Ottawa pushed that threat aside Wednesday, saying Canada will attend the ceremony and called on China to release Liu.

But still, by any measure, it has been an awesome, month-long display of Chinese government anger here in Beijing and — some say — fear.

Liu, a balding, bespectacled professor with a long history of activism, earned the wrath of the government for co-writing an online petition called Charter ’08, urging China to move towards multi-party democracy and the rule of law.

But the Communist Party doesn’t brook such discussion, and last year a panel of judges put Liu away for 11 years.

Now, with the award of the Nobel, the government has fired up a fresh campaign against Liu, while at the same time targeting his supporters.

Newspapers have carried anti-Liu essays and opinion pieces calling him a “criminal” and “a Western tool” for suggesting an end to the Communist Party’s monopoly on power.

Meanwhile the government has suggested the Nobel is just part of an international conspiracy to bring disrespect to China’s legal system.

And Wednesday it took the extraordinary step of quashing any hope Liu might have had to have his own acceptance speech spoken at the ceremony in Oslo.

Liu’s family said Chinese authorities have cancelled their scheduled monthly visit with Liu, apparently afraid that he might pass on a message to be delivered to the world at the December ceremony.

Liu’s wife, Liu Xia, had said after visiting him Oct. 10 that he intended to draft a message.

But Liu’s two brothers and a brother-in-law told the Hong Kong-based Information Center for Human Rights and Democracy that they expect no further family visits until after the ceremony, thereby ensuring no message gets out.

The government’s vitriol has surprised many observers.

“I think we expected some reaction after the award, but nothing quite as brutal as what we have had,” says Kerry Brown, a former British diplomat and senior researcher at London’s Chatham House, the international affairs institute.

“The Chinese response seems primitive and heavy handed.
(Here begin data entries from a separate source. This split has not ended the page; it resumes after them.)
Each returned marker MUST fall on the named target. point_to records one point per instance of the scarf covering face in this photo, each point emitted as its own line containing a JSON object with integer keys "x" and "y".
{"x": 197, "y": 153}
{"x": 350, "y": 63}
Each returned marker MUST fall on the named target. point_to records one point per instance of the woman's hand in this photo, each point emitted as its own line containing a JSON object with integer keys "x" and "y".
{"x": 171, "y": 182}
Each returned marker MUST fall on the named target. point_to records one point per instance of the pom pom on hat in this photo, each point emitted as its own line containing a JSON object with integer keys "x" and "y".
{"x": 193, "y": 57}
I am amazed that people we thought so powerful can get so offended.”

While many regard the awarding of the peace prize as “dubious at the best of times,” says Brown, “the Chinese elite are reacting like this actually matters — and evidently it does, to them.”
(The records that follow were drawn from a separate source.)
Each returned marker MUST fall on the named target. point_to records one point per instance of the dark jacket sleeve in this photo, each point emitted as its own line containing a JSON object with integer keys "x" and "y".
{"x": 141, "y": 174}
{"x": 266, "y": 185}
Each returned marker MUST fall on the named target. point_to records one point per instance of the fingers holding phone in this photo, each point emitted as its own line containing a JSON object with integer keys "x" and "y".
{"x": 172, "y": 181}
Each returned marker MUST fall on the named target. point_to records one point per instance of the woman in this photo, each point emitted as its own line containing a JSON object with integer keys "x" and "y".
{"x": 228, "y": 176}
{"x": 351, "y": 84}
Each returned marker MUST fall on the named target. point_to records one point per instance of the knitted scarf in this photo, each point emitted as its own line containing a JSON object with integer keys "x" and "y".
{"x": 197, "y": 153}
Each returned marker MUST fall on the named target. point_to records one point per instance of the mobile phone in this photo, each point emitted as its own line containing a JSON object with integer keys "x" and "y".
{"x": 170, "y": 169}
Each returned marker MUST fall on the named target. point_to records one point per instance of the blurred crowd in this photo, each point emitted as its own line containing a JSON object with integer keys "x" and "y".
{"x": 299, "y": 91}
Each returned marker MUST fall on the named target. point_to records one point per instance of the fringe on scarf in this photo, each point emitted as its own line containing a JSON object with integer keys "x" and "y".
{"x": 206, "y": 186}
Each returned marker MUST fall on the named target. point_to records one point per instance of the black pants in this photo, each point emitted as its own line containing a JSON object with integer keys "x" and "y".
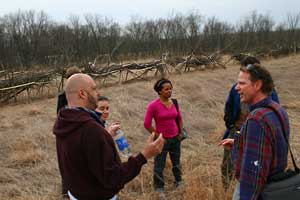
{"x": 173, "y": 147}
One of the most recent to feel the government’s heavy hand is Liu’s long-time lawyer Mo Shaoping.

Mo was forbidden to leave the country Tuesday — plucked from a line at Beijing’s sleek Capital International Airport just as he was about to board British Airways flight 038 to London.

Mo and well-known Chinese legal scholar He Weifang were headed to the U.K. to address a seminar hosted by the International Bar Association. The topic: the challenges of being an independent lawyer in China.
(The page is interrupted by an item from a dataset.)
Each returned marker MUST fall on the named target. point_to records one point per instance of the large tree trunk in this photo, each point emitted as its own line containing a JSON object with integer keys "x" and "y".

It turns out that their very inability to leave the country underlined just how great those challenges are.

Yet Mo spoke with a measure of calm approaching pity Wednesday when asked how he felt.

“This just shows they’re weak and incompetent,” Mo told the Star.

Although the border police didn’t spell out precisely why they were stopped, Mo suggested it was clear they were afraid the two were headed to Norway, to attend the Dec. 10 award ceremony.

But they had no such intention, says Mo.

“I explained to them that we were only going to London, that we had return tickets for Nov. 15, and I actually showed them the invitation letter from the IBA,” says Mo.

While the two sipped tea for an hour in a tiny office, police consulted their superiors.

“Then they returned and said, ‘You’re forbidden to leave China because you might harm the security of the country.’ ”

Mo said he’d likely launch a legal suit.

“They didn’t cite any law . . . I had no intention of traveling to Norway,” says Mo.

But Mo and He are just two of scores of lawyers and activists who have been subjected to surveillance, arbitrary detentions and house arrests in recent weeks, almost all signers of Liu’s Charter ’08.

Some, like noted activist Ding Zilin, who heads up Tiananmen Mothers, a support group of mainly women who lost children to government gunfire in the Tiananmen Square massacre of June 1989, has not been seen for weeks.

No one answers the phone at her Beijing home where she and husband Jiang Peikun live. Nor has anyone been able to reach her at a secondary residence in the city of Wuxi since Oct. 9.

In the southern city of Guangzhou, Internet writer Guo Xianling was arrested simply for handing out leaflets publicizing Liu’s Nobel, the American Pen Center reported.